A forgotten population? Australia's COVID response for people with disability

People with disability are more at risk within the COVID-19 pandemic for a range of clinical and social reasons. This presentation explores how Australian governments responded in developing policy and programmes to protect people with disability. It will be argued that while there were some positive developments, people with disability and disability support workers have largely been forgotten in Australia's response and even when identified as a priority group critical implementation capabilities lacked. Moreover, some of the recent developments we have seen around personalisation policy as associated with the NDIS may have served to make individuals less safe. This presentation will conclude by thinking about what lessons we can take from these events in terms of how we can make people with disability more safe in emergency contexts.

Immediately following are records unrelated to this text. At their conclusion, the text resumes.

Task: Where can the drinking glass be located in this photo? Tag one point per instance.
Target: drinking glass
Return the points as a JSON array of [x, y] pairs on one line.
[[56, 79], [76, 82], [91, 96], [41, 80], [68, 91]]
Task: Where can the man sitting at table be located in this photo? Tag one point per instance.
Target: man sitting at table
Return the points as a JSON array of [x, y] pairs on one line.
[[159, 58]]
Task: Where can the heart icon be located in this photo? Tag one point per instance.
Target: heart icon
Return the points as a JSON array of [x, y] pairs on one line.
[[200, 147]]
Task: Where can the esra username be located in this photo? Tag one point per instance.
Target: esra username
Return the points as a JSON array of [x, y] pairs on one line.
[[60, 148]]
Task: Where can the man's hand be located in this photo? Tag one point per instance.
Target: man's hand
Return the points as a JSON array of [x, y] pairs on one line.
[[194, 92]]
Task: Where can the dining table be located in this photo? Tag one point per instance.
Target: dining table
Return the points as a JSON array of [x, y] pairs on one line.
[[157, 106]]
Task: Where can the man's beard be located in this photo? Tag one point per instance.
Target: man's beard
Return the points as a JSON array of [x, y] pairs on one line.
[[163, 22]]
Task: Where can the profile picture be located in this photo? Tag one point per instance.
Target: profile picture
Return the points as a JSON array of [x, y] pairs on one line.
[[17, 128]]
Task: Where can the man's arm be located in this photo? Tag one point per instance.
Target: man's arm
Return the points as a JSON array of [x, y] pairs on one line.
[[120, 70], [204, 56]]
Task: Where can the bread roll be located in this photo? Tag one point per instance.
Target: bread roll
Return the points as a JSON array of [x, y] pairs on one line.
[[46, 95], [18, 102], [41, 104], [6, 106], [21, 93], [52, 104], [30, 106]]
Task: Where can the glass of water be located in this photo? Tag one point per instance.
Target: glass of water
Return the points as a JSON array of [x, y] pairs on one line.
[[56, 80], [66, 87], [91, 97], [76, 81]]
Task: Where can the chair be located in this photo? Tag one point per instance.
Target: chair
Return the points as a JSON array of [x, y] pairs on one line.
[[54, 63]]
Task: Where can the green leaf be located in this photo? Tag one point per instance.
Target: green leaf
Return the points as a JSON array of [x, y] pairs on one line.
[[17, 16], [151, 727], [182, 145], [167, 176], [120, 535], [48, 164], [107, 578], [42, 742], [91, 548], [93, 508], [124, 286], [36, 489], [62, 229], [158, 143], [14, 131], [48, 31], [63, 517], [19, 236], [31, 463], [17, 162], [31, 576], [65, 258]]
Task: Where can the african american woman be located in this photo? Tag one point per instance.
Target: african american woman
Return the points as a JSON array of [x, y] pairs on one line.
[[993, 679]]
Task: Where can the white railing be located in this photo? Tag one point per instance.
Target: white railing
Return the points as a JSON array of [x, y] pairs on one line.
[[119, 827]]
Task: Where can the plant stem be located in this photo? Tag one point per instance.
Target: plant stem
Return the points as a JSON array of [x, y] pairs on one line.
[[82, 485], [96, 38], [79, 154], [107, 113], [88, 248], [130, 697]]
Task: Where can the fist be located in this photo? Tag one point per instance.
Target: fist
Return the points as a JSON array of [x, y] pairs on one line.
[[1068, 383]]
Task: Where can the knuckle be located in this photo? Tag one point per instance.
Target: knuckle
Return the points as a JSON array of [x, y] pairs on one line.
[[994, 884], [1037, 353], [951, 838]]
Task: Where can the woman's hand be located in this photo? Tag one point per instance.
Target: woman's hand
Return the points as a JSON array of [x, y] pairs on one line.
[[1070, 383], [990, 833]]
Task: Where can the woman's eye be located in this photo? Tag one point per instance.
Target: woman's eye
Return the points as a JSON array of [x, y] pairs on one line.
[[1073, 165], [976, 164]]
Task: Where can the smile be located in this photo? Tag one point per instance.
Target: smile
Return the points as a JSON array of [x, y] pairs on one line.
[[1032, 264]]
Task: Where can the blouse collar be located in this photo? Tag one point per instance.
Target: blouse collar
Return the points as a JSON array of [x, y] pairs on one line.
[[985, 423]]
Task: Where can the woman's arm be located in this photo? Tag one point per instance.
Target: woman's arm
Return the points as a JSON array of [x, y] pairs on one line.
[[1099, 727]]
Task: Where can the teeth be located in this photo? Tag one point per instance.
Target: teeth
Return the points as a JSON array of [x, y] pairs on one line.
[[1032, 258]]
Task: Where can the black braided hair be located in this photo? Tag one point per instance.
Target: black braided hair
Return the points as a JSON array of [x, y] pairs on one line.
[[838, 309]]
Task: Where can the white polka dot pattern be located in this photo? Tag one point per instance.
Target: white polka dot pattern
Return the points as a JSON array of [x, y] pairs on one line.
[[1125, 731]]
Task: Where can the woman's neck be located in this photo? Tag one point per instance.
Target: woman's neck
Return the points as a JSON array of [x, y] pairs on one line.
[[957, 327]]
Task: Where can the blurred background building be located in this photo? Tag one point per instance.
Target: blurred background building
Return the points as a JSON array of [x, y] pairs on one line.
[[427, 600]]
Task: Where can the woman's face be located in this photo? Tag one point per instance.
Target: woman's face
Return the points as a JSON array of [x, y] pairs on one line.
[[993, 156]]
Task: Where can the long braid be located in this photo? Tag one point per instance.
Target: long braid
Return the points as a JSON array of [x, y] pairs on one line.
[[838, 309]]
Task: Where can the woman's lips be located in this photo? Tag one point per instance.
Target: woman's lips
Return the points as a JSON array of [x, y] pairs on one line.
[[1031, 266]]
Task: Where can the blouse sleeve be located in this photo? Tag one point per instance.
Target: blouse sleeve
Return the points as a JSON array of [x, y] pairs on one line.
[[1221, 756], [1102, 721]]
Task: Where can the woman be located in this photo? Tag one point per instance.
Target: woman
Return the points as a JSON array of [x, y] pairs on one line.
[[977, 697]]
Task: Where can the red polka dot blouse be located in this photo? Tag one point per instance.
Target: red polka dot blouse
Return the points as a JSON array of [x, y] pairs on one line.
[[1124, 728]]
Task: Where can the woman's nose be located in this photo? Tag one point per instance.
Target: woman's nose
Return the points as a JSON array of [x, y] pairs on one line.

Helen Dickinson is Professor of Public Service Research in the Public Service Research Group at the School of Business, UNSW Canberra. Her expertise is in public services, particularly in relation to topics such as governance, policy implementation and stewardship of 4th industrial revolution technologies. Helen has published nineteen books and over one hundred peer-reviewed journal articles on these topics and is also a frequent commentator within the mainstream media. She is co-editor of the Journal of Health, Organization and Management. In 2015 Helen was made a Victorian Fellow of the Institute of Public Administration Australia and in 2019 awarded a Fellow of the Academy of Social Sciences. In 2021 Helen was named one of Apolitical’s 100 most influential academics in government. She has worked with a range of different levels of government, community organisations and private organisations in Australia, UK, New Zealand and Europe on research and consultancy programmes.